Each of these arrays must be paired with a string (namely a word) for the data to make sense, as they are semantic vectors representing the meaning of that string. I need to preserve this pairing.
The vectors for each word in a list are built one-by-one, and stored to disk before moving on to the next word.
They must be stored to disk in a manner which could be then retrieved with dictionary-like syntax. For example if all the words are stored in a DB-like file, I need to be able to open this file and do things like vector = wordDB[word].
CURRENT APPROACH
What I'm currently doing:
Using shelve to open a shelf named wordDB
Each time the vector (currently using lil_matrix from scipy.sparse) for a word is built, storing the vector in the shelf: wordDB[word] = vector
When I need to use the vectors during the evaluation, I'll do the reverse: open the shelf, and then recall vectors by doing vector = wordDB[word] for each word, as they are needed, so that not all the vectors need be held in RAM (which would be impossible).
The above 'solution' fits my needs in terms of solving the problem as specified. The issue is simply that when I wish to use this method to build and store vectors for a large amount of words, I simply run out of disk space.
This is, as far as I can tell, because shelve pickles the data being stored, which is not an efficient way of storing large arrays, thus rendering this storage problem intractable with shelve for the number of words I need to deal with.
PROBLEM
The question is thus: is there a way of serializing my set of arrays which will:
Save the arrays themselves in compressed binary format akin to the .npy files generated by scipy.save?
Meet my requirement that the data be readable from disk as a dictionary, maintaining the association between words and arrays?
as JoshAdel already suggested, I would go for HDF5, the simplest way is to use h5py:
http://h5py.alfven.org/
you can attach several attributes to an array with a dictionary like sintax:
dset.attrs["Name"] = "My Dataset"
where dset is your dataset which can be sliced exactly as a numpy array, but in the background it does not load all the array into memory.
I would suggest to use scipy.save and have an dictionnary between the word and the name of the files.
Have you tried just using cPickle to pickle the dictionary directly using:
import cPickle
DD = dict()
f = open('testfile.pkl','wb')
cPickle.dump(DD,f,-1)
f.close()
Alternatively, I would just save the vectors in a large multidimensional array using hdf5 or netcdf if necessary since this allows you to open a large array without bringing it all into memory at once and then get slices as needed. You can then associate the words as an additional group in the netcdf4/hdf5 file and use the common indices to quickly associate the appropriate slice from each group, or just name the group the word and then have the data be the vector. You'd have to play around with which is more efficient.

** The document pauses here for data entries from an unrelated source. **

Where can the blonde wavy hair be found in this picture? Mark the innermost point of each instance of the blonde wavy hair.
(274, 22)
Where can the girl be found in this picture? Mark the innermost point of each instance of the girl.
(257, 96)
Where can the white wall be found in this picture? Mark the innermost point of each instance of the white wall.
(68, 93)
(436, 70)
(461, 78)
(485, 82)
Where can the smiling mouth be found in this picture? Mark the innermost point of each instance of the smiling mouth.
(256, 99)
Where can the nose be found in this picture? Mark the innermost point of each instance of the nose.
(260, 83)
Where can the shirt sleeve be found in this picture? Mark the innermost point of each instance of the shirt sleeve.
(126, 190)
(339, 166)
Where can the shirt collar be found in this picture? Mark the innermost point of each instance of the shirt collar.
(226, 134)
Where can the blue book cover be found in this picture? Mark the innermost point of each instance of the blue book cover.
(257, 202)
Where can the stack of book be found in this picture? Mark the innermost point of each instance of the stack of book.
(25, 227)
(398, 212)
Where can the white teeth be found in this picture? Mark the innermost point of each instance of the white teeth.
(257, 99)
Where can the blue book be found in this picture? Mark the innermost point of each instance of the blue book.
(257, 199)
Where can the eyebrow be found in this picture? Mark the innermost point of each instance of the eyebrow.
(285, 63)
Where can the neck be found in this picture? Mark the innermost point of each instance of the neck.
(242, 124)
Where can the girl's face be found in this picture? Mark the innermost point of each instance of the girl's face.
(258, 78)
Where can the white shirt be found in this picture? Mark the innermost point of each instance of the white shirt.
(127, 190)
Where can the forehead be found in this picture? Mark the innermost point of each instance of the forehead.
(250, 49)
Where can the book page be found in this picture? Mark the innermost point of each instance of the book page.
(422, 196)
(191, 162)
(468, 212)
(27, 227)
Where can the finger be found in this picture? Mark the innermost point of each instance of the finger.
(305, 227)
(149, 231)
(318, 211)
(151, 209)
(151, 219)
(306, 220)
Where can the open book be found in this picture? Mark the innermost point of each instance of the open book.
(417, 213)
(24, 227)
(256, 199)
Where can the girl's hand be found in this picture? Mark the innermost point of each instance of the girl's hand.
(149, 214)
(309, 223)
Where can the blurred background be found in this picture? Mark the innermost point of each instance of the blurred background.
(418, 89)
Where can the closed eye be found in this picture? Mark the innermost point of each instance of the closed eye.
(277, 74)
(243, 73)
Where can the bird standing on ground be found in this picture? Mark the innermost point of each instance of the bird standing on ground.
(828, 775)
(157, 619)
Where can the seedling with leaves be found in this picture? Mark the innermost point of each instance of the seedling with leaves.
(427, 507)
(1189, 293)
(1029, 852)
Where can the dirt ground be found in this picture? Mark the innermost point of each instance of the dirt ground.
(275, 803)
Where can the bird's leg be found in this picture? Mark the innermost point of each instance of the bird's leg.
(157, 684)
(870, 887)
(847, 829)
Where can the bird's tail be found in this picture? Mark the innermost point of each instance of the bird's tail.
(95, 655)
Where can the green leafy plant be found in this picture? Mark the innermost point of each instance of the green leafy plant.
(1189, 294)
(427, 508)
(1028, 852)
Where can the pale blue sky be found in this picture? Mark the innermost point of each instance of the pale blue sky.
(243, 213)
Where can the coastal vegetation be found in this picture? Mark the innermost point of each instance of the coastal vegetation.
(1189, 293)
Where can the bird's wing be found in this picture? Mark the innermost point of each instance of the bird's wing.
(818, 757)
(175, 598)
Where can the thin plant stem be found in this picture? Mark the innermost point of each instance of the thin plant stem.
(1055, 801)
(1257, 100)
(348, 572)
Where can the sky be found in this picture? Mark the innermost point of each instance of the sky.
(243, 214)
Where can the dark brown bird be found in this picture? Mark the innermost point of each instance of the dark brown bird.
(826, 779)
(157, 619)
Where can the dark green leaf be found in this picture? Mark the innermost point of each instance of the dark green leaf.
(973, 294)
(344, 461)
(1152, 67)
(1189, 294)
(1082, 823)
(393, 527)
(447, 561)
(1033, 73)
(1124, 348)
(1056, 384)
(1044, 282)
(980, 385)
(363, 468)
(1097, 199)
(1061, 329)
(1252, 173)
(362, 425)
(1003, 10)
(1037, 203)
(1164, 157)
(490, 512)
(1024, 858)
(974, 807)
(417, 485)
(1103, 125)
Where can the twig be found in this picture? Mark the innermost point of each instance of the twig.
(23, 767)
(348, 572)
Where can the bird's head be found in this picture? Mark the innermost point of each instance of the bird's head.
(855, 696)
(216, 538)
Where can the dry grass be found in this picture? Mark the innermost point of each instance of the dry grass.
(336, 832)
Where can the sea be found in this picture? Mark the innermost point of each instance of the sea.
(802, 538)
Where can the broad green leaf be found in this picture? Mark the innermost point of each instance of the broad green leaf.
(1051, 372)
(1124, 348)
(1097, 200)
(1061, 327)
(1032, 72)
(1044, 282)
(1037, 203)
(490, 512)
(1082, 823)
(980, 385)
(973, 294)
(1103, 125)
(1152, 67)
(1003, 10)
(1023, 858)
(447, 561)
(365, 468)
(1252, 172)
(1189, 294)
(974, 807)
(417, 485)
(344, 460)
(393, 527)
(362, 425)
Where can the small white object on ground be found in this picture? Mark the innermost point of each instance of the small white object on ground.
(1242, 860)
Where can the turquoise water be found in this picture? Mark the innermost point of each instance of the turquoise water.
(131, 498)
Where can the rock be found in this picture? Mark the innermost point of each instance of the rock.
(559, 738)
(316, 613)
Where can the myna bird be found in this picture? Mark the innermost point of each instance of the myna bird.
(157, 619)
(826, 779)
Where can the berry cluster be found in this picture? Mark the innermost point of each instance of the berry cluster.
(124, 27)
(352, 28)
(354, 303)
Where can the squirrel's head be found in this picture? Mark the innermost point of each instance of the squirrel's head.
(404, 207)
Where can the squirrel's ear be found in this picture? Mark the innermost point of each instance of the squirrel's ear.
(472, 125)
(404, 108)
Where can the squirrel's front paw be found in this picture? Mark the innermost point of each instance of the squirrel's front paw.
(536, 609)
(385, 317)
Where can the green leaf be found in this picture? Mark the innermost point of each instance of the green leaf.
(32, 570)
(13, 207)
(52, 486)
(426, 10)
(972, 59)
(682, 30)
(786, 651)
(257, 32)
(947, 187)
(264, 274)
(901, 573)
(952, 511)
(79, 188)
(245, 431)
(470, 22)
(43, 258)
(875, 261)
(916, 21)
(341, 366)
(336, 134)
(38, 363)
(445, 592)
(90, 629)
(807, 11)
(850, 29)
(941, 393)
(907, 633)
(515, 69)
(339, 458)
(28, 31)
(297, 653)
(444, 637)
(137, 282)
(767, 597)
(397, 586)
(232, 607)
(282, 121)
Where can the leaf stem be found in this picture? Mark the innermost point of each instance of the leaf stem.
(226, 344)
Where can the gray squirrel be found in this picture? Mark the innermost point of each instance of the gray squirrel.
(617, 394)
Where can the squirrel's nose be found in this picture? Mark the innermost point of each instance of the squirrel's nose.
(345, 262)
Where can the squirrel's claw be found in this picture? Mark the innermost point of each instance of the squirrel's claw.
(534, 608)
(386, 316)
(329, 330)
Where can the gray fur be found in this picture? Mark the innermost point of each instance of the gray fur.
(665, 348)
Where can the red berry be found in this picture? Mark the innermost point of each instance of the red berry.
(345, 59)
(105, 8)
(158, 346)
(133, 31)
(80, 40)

http://netcdf4-python.googlecode.com/svn/trunk/docs/netCDF4-module.html
Pytables also might be a useful storage layer on top of HDF5:
http://www.pytables.org
Avoid using shelve, it's bug ridden and has cross-platform issues.
The memory issue, however, has nothing to do with shelve. Numpy arrays provide efficient implementation of the pickle protocol and there is little memory overhead to cPickle.dumps(protocol=-1), compared to binary .npy (only the extra headers in pickle, basically).
So if binary/pickle isn't enough, you'll have to go for compression. Have a look at pytables or h5py (difference between the two).
If specifying the binary protocol in pickle is enough, you can consider something more lightweight than hdf5: check out sqlitedict for a replacement of shelve. It has no additional dependencies.